Las protestas a las que asistimos a lo largo de estos últimos 3 meses se configuran como un fenómeno bastante novedoso en Rusia. Grigori Yavlinski, el político liberal que a principios de febrero fue eliminado de la carrera presidencial, declaró en una entrevista que los mítines actuales se diferencian de los de la perestroika a finales de los años ochenta y principios de los noventa porque “antes estábamos ante la revolución del salchichón y ahora la libertad es más importante. El salchichón simboliza las necesidades materiales. Pero en el siglo XXI sin libertad no se puede hacer nada en economía ni en política. De la misma manera que sin salchichón uno no tiene fuerzas para ir por la calle, en el siglo XXI no se puede vivir sin libertad.” Pero libertad es un término muy amplio, así como amplio y muy diverso es el espectro de los protagonistas y de las ideas que caracterizan al movimiento.
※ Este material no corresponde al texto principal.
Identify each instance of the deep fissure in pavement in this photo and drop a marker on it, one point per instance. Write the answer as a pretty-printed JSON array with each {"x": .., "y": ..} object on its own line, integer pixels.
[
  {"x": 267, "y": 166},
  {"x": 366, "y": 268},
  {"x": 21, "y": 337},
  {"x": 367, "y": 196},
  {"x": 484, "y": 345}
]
Este oscila entre nostálgicos del bolchevismo y ultraliberales, entre nacionalistas y pro-europeos, entre activistas que quieren salvar un bosque amenazado por una autopista y otros que luchan contra el abuso de sirenas de los coches oficiales.

God Save Navalni

Dos cosas parecen unir a la mayoría de los integrantes del movimiento además de la oposición a Putin: la procedencia de los grandes centros urbanos y la exasperación por la corrupción endémica que atañe a prácticamente la totalidad de las instituciones rusas. Este último factor ha sido probablemente el catalizador del fenómeno-Alexei Navalni. Este joven abogado y bloguero es un personaje muy controvertido por sus convicciones nacionalistas y su retórica violenta, pero su lucha contra la corrupción le ha transformado en uno de los pocos líderes de un movimiento que en realidad es muy horizontal. A pesar de su antigua militancia en el partido liberal Yábloko, Navalni es percibido como un profesional independiente y extraño al sucio juego de la política. Lo mismo no se puede decir de Mijaíl Prójorov: el magnate, que si bien ha despertado mucho interés en calidad de actor nuevo en una carrera presidencial personificada por veteranos de la política rusa, tiene demasiados intereses comerciales en juego para oponerse de verdad al establishment de Putin. Un equipo de economistas, politólogos y periodistas trabajan con Navalni para convertirlo en un futuro líder. Sin embargo, el presente tiene todavía demasiadas incógnitas sobre una alternativa viable y creíble a Putin.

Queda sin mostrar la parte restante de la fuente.